Fogo controlado mas danos são já significativos em Chaves
O incêndio que deflagrou em Chaves às 13:52 de quinta-feira entrou em fase de resolução às 17:20 de sexta-feira, segundo informação do Comando Sub-Regional do Alto Tâmega e Barroso. Às 18:50 estavam no terreno 161 operacionais, apoiados por 50 viaturas e 5 meios aéreos, de acordo com a página da Autoridade Nacional de Emergência e Proteção Civil (ANEPC).
O presidente da Câmara de Chaves, Nuno Vaz, quantificou os estragos com uma estimativa ainda provisória: a área ardida ronda os 1.000 hectares.

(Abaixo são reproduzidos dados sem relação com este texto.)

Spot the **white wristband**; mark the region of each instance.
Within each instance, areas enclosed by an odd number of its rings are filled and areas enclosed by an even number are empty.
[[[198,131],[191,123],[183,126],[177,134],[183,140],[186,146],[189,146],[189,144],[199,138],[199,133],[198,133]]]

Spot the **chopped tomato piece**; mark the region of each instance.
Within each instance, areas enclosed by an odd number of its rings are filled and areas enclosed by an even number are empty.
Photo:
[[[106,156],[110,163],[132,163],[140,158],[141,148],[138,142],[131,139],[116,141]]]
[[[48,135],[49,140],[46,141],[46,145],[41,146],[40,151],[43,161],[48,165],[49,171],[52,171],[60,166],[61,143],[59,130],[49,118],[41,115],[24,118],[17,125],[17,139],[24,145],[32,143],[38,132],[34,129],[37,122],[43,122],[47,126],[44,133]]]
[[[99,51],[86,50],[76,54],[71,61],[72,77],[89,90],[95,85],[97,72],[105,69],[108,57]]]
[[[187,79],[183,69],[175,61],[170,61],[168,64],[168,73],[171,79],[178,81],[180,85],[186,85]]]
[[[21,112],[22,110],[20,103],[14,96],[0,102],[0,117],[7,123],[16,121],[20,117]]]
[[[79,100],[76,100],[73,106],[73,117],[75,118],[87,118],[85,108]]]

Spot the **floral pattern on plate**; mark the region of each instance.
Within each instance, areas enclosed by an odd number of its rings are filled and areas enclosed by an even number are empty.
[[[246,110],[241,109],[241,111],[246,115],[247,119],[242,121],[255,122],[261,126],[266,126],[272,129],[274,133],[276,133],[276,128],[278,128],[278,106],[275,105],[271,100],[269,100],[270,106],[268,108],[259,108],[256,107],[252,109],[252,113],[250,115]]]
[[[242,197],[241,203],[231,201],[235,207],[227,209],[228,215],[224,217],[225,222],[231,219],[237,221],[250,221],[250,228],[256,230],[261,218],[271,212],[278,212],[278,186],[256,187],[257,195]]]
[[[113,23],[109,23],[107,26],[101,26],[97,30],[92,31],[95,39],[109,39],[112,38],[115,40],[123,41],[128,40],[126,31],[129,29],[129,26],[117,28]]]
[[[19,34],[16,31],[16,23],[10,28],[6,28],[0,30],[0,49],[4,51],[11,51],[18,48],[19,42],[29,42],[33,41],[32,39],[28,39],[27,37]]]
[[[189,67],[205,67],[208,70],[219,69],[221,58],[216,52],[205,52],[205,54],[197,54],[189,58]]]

Além da perda de superfície florestal, o autarca referiu destruição de infraestruturas e bens agrícolas — armazéns, alfaias, rolos de feno e palha — assim como culturas como oliveiras e outras árvores de fruto. O incêndio terá também provocado a morte de animais, nomeadamente cabras e ovelhas.
"Estimamos que haja 1.000 hectares de área ardida, mas é apenas uma estimativa ainda"
É relevante sublinhar que, apesar dos danos materiais, não foram registadas habitações de primeira ou segunda habitação atingidas, nem houve vítimas mortais ou feridos, acrescentou o presidente da Câmara.
- Data de início: quinta-feira, 13:52
- Fase de resolução: sexta-feira, 17:20
- Recursos no terreno (18:50 sexta): 161 operacionais, 50 viaturas, 5 meios aéreos
- Área ardida estimada: ~1.000 hectares
As consequências práticas para os habitantes de Chaves e concelhos vizinhos são imediatas e variadas. Para além da perda de pastagens e colheitas que afeta agricultores e pecuaristas a curto prazo, haverá necessidade de avaliação do solo e de planos de recuperação florestal a médio prazo. Os bens destruídos — armazéns, máquinas e fardos de alimento — implicam custos diretos para explorações agrícolas e potenciais dificuldades no abastecimento de forragens para o gado durante os próximos meses.
| Indicador | Valor |
|---|---|
| Operacionais no local | 161 |
| Viaturas de combate | 50 |
| Meios aéreos | 5 |
| Área ardida (estim.) | 1.000 hectares |
Para os serviços municipais e de proteção civil de Chaves, a prioridade imediata passa pela estabilização do perímetro do incêndio, avaliação de riscos residuais e apoio às populações e produtores afetados. A Autoridade Nacional de Emergência e Proteção Civil e as equipas locais mantêm-se atentas à possibilidade de reacendimentos enquanto se procede à refrigeração e vigilância das zonas mais vulneráveis.
Nos próximos dias serão necessárias ações de inventariação dos prejuízos para efeitos de apoio e eventual candidatura a apoios extraordinários, assim como planeamento técnico para repovoamento florestal e medidas de prevenção que reduzam a probabilidade de ocorrências semelhantes no futuro.